Le constat partagé par les débatteurs est donc qu'il faut former les salariés pour maintenir leurs compétences, faciliter leur reconversion professionnelle, et, in fine, augmenter la quantité de travail nécessaire au financement de notre protection sociale. Ce levier est-il utilisé ? Certes, « des salariés de plus de 50 ans partent aujourd'hui en formation, alors que ce n'était pas le cas il y a 10 ans », témoigne Arnaud Muret. Et « des entreprises recommencent à former des ingénieurs maison en réponse à la pénurie de main d'œuvre », constate de son côté Emmanuel Lechypre, journaliste économique.
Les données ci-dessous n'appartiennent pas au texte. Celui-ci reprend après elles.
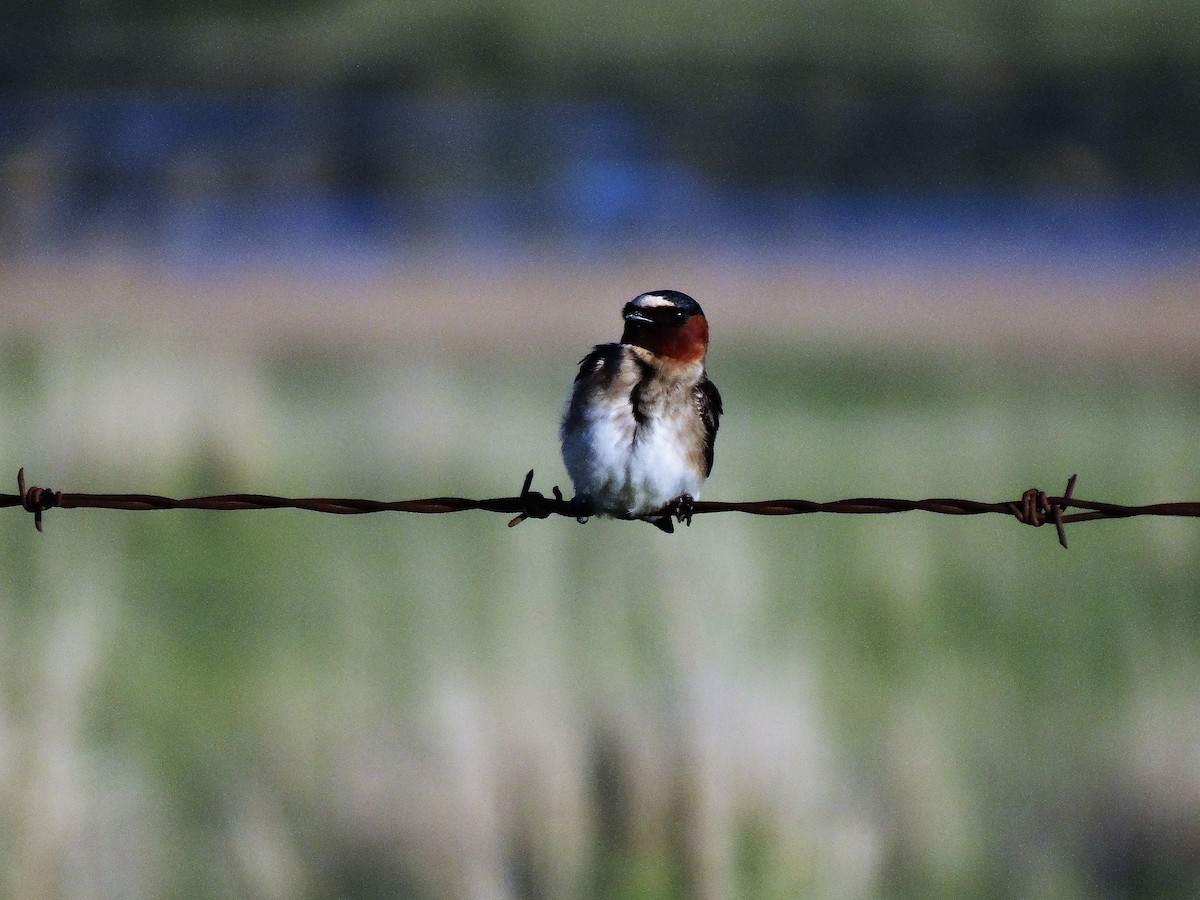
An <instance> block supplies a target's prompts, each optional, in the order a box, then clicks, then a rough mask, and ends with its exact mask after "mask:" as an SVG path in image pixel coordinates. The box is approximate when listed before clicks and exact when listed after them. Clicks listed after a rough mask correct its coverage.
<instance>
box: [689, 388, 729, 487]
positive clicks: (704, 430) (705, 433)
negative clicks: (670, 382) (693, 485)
mask: <svg viewBox="0 0 1200 900" xmlns="http://www.w3.org/2000/svg"><path fill="white" fill-rule="evenodd" d="M696 407H697V408H698V409H700V418H701V419H702V420H703V421H704V478H708V475H709V474H712V472H713V452H714V449H715V446H716V428H718V427H719V426H720V424H721V422H720V419H721V413H722V412H725V410H724V409H722V407H721V392H720V391H719V390H716V385H715V384H713V383H712V382H710V380H708V378H707V377H704V378H702V379H701V380H700V384H697V385H696Z"/></svg>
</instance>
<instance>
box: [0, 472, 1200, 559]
mask: <svg viewBox="0 0 1200 900" xmlns="http://www.w3.org/2000/svg"><path fill="white" fill-rule="evenodd" d="M532 485H533V469H530V470H529V473H528V474H527V475H526V478H524V484H523V485H522V487H521V493H520V494H518V496H516V497H496V498H492V499H484V500H473V499H468V498H466V497H428V498H425V499H416V500H364V499H347V498H331V497H302V498H287V497H271V496H268V494H258V493H227V494H216V496H212V497H190V498H186V499H179V500H176V499H173V498H170V497H161V496H158V494H145V493H68V492H65V491H52V490H49V488H46V487H35V486H28V487H26V486H25V470H24V469H20V472H18V473H17V490H18V493H16V494H0V508H2V506H20V508H23V509H24V510H25V511H26V512H31V514H34V524H35V526H36V527H37V530H42V514H43V512H46V511H47V510H50V509H121V510H166V509H204V510H251V509H305V510H311V511H313V512H332V514H337V515H361V514H365V512H388V511H392V512H420V514H434V512H462V511H466V510H484V511H487V512H506V514H515V517H514V518H512V520H510V521H509V527H512V526H515V524H520V523H521V522H523V521H524V520H527V518H548V517H550V516H569V517H571V518H577V520H581V521H582V520H586V518H587V517H588V516H590V515H592V510H590V509H588V508H587V505H586V504H583V503H581V502H580V500H577V499H572V500H568V499H565V498H564V497H563V493H562V491H559V488H558V487H554V488H553V490H552V494H553V496H551V497H547V496H545V494H542V493H539V492H538V491H533V490H530V486H532ZM1074 490H1075V475H1072V476H1070V479H1068V481H1067V487H1066V490H1064V491H1063V493H1062V496H1060V497H1054V496H1050V494H1048V493H1046V492H1045V491H1039V490H1038V488H1036V487H1031V488H1030V490H1027V491H1026V492H1025V493H1022V494H1021V497H1020V499H1016V500H1001V502H998V503H988V502H982V500H961V499H953V498H931V499H924V500H898V499H887V498H881V497H854V498H850V499H845V500H830V502H816V500H788V499H784V500H748V502H721V500H696V502H695V503H692V504H690V506H688V508H682V506H678V505H674V504H672V505H670V506H667V508H664V509H662V510H660V511H658V512H656V514H650V515H647V516H642V517H641V518H653V517H656V516H661V515H671V516H674V517H677V518H678V520H679V521H682V522H686V523H688V524H690V523H691V516H692V515H703V514H708V512H746V514H749V515H752V516H797V515H804V514H808V512H834V514H841V515H869V514H884V512H907V511H911V510H924V511H926V512H937V514H941V515H948V516H978V515H983V514H988V512H1000V514H1002V515H1007V516H1012V517H1013V518H1015V520H1016V521H1018V522H1022V523H1024V524H1028V526H1033V527H1038V526H1042V524H1045V523H1048V522H1049V523H1052V524H1054V526H1055V532H1056V533H1057V535H1058V542H1060V544H1061V545H1062V546H1063V547H1066V546H1067V533H1066V528H1064V526H1067V524H1069V523H1072V522H1087V521H1093V520H1098V518H1129V517H1132V516H1180V517H1200V503H1153V504H1148V505H1140V506H1128V505H1122V504H1118V503H1100V502H1097V500H1082V499H1079V498H1076V497H1074V496H1073V494H1074ZM1068 509H1076V510H1081V511H1079V512H1067V510H1068Z"/></svg>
Perte d'un outil stratégique pour les entreprises
Mais « on a dévoyé l'allocation des moyens pour la formation professionnelle en supprimant le plan de formation. Les entreprises ont maintenant des problèmes pour reconvertir leurs salariés », regrette François Hommeril, président de la CFE-CGC. De son côté, Arnaud Muret constate un « effondrement des compétences dans les entreprises de 50 à 300 salariés », depuis que la réforme de la formation de 2018 a fléché les fonds vers les entreprises de moins de 50 salariés. Il craint une « catastrophe dans trois ou quatre ans » si on ne réinjecte pas des fonds dans la formation des premières.
Or le compte personnel de formation (CPF) ne peut pas tenir le rôle du plan de formation. Avec leur CPF, « les salariés se forment en langues et passaient leur permis de conduire », regrette Arnaud Muret. Nouvelle présidente du Groupe Alpha, Estelle Sauvat rappelle que le CPF avait pour rôle de déconstruire l'idée que la formation était « gratuite » et d'ouvrir la voie aux « co-financements », mais qu'il n'est « pas adapté aux reconversions professionnelles de masse ». En même temps qu'ils échouaient sur les retraites, les partenaires sociaux sont parvenus à un accord sur les reconversions professionnelles qui prévoit une reprise en main partielle du CPF par les entreprises.